Как-то я списался с Христо, мы договорились встретиться в кафе на площади Contre-Escarpe, в Латинском квартале. Христо появился на площади, как на подиуме, с трогательной бутылкой Shivas в еще более трогательной авоське. Он шел не спеша, очаровывая собой всех и вся. Можно не любить 1968-й или быть не согласным с его идеями или пафосом, но мода того времени – и в этом меня не переубедить – безупречна. Поллитра в авоське – и никаких пластиковых стаканчиков! Наверняка и на конференцию в честь своего семидесятилетия он пришел не с пустыми руками. Христо напомнил мне любимого преподавателя филфака. Он тоже ходил с авоськой, в которой болтались старые немецкие издания древнегреческих текстов, в затрапезном костюме, который носили в позднесоветских фильмах сантехники, и всем своим видом призывал стремиться к вершинам духа и демократизма. Как теоретик и как древник он крепко выпивал. Вид зачастую имел какой-то растерянный, особенно на первой паре, в девять утра. Прежде чем начать занятие, он подходил к окну, выдыхал в ладошку, принюхивался и укоризненно качал головой.

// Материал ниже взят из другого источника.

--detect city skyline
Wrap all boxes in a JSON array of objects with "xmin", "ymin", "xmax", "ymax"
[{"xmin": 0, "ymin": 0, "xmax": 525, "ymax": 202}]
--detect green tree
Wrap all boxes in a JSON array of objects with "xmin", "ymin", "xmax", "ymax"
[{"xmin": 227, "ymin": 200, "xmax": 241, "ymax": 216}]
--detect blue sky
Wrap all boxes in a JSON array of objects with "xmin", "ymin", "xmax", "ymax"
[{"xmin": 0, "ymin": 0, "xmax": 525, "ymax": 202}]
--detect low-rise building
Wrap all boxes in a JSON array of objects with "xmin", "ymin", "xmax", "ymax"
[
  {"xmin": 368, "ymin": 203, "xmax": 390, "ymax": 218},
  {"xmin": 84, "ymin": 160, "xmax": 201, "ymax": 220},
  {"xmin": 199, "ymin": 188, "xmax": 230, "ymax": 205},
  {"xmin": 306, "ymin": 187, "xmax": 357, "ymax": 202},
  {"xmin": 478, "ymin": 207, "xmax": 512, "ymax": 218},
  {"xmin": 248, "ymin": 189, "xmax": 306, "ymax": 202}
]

С Христо я встречался не без корысти. Я был уверен, что он расскажет мне много интересного о Нине Гельфандер – театральном критике, публицисте, переводчице и герое Сопротивления. Я тогда писал о ней статью и искал в Париже людей, знавших ее. Гельфандер уехала из СССР в середине двадцатых и всю оставшуюся жизнь прожила во Франции. Она была знатоком современного театра, участвовала в сионистском движении, спасала евреев и беженцев во время оккупации, написала книгу о Льве Толстом и книгу о Ленине (причем во Франции их читают до сих пор), переводила Достоевского, Станиславского и Антона Чехова. В двадцатые она была связана с формалистами и даже написала о них первую во Франции статью. Христо не мог ее не знать. Я надеялся на интересные рассказы, но не тут-то было. Он готов был обсуждать в подробностях свои творческие планы и начинал скучать, как только я пытался перевести разговор на историю Гельфандер. О себе он говорил как о приятеле Леви-Стросса, Барта и Делёза. Секта славистов была ему не ровня.